Ceux qui s’intéressent au cinéma sud-coréen connaissent évidemment le nom de Im Kwon-taek. Celui qu'on appelait familièrement par son prénom Kwon-taek dans les premiers festivals occidentaux auquel il a participé. Le vétéran de 79 ans, après quelques années difficiles de silence, vient de réussir à sortir un nouveau film intitulé « Revivre ». C'est pour nous l'occasion de revenir sur une œuvre de toute une vie qui a eu un rôle non négligeable pour le cinéma du pays du matin Clair.
*Des débuts dans le cinéma des « quotaquickies »
Im Kwon-taek, provincial monté à Séoul, a été l'assistant de Chung Chang-hwa, un réalisateur prolifique de films de genre. Il débute ensuite sa carrière de réalisateur : l'une des plus prolifiques du cinéma sud-coréen avec parfois cinq films par an ! C’est dans les années 60, dans le cadre des « quotaquickies » instaurés après l’arrivée au pouvoir du général Park Chung-hee. Il s'agit de fabriquer rapidement le plus de films sud-coréens possibles pour pouvoir importer quelques blockbusters hollywoodiens, limités par des quotas, qui rapportent gros. Il faut dire, qu'à cette époque ingrate, le public sud-coréen boude son cinéma national. Mélodrames à la trame usée jusqu'à la corde, films de guerre anti-communistes, films érotiques, rien ne manque à la panoplie du jeune réalisateur Im Kwon-taek durant cette période. Il n'en restera presque rien dans l'histoire, et Im n'a pas alors l'aura d'un cinéaste de premier plan, d'autres comme Shin Sang-ok ou Yu Hyun-mok, ses aînés, sont largement plus créatifs.
*La découverte
En 1981, le film « Mandala », nous fait découvrir un nouveau Im Kwon-taek. Probablement lassé des films en série, il tente de traduire son goût à la fois pour les femmes et pour le bouddhisme au cinéma. Alors que la première Nouvelle Vague se profile à l'horizon, la fin des années 1980 livrent les films de Im qui auront un succès local important et partiront dans les festivals internationaux : « Ticket » sur les prostituées, « La Mère Porteuse » avec la star Kang Soo-yeon sur les pratiques familiales de l'aristocratie, « Adada » et « Aje Aje Bara Aje » encore sur le bouddhisme.
*La renommée
A partir des années 1990, Im devient le représentant officiel du 7e art sud-coréen dans le monde. En même temps, il donne le coup d'envoi de la vague néo-nationaliste avec «Le Fils du général », et néo-traditionnaliste avec « Seopyeonje » et « Les Monts Taebaek ». Les festivals occidentaux en redemandent, et il travaille plus ou moins avec eux pour « Chunhyang » et « Ivre de femmes et de peinture », ses deux films internationaux.

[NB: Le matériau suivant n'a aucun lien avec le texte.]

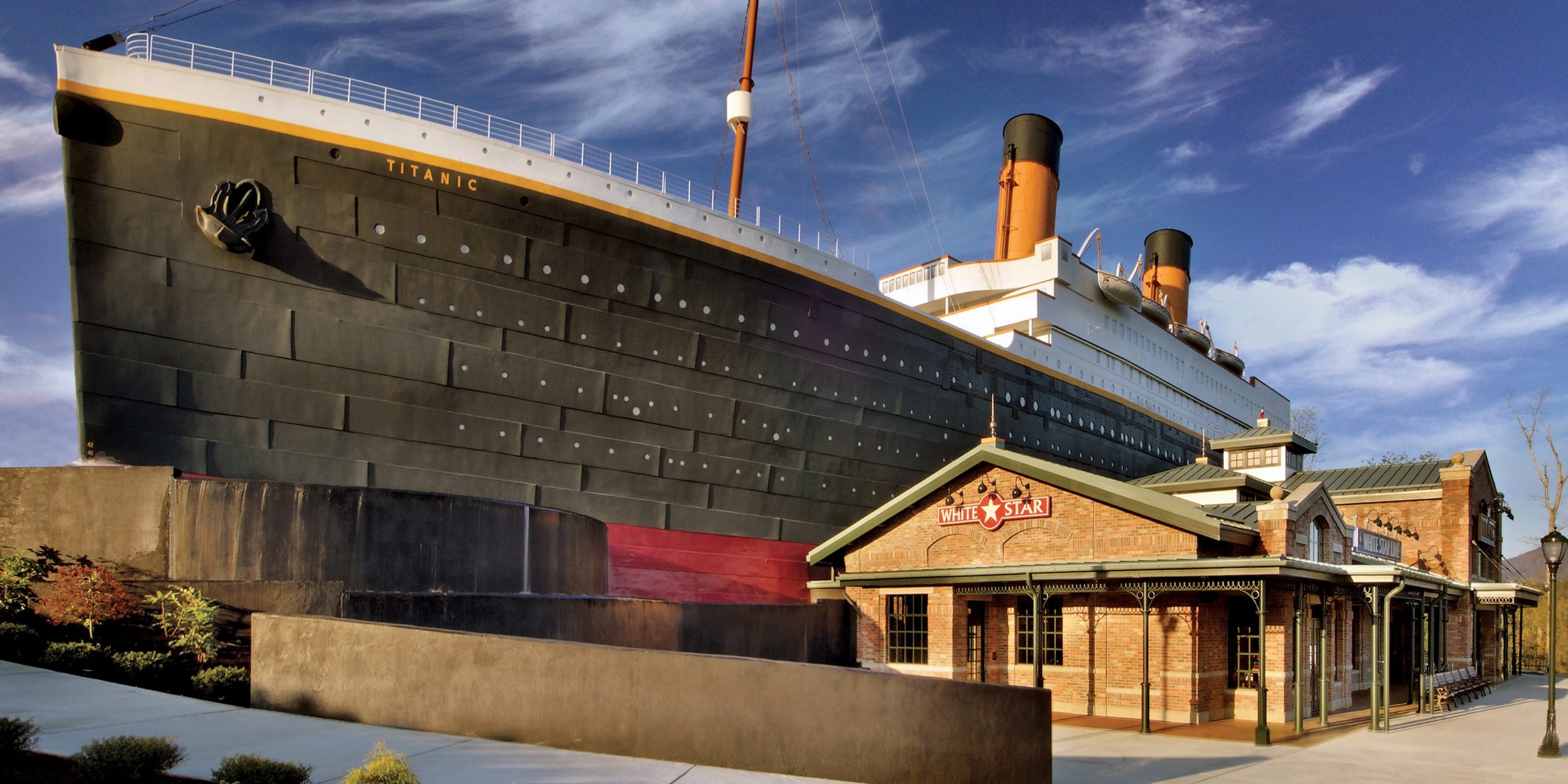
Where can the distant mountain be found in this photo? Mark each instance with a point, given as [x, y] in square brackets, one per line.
[1531, 565]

* Le reflux des années 2000
Contesté localement en tant que représentant du cinéma national et boudé par les festivals internationaux qui jugent ses films vieillots, Im Kwon-taek passe dix mauvaises années avec quelques films passés inaperçus et ignorés par tous. Mais le vétéran s'entête et, presque comme un jeune cinéaste indépendant, il se lie avec un petit distributeur pour préparer « Revivre », une adaptation d'une nouvelle de Kim Hoon, lauréat du prix littéraire « Yi Sang » en 2004. Il retrouve son acteur fétiche Ahn Sung-ki et lui donne le rôle d'un quinquagénaire, socialement bien installé, qui est atteint par le démon de midi, et se déchire entre sa femme malade d'un cancer et une jeune employée séduisante.
* Testament
Sans pouvoir espérer une sortie digne de ce nom en Corée du Sud, le public de « Revivre » est avant tout celui des festivals internationaux. Venise et Berlin en particulier, les premiers à avoir promu les films de Im Kwon-taek. Sans surprise, ni dans le style ni dans le récit (toujours semblable au discours discontinue d'un noctambule imbibé de soju), le film peut pourtant être vu comme le testament du cinéaste : la passion pour les femmes, l'adultère, la prostitution, le mariage ou la liaison dangereuse, aura été le leitmotiv de sa carrière. Il faudrait donc « revivre » pour en avoir d'autres. A cela s'ajoute le rêve d'un pouvoir qui toujours vacille et surtout celui d'un corps qui dépéri sans cesse. Ce qui restera de ce film seront les scènes morbides de funérailles et de toilettes des cadavres. Un nihilisme que le cinéma de Im Kwon-taek a toujours eu de manière latente mais que cette oeuvre-testament confirme.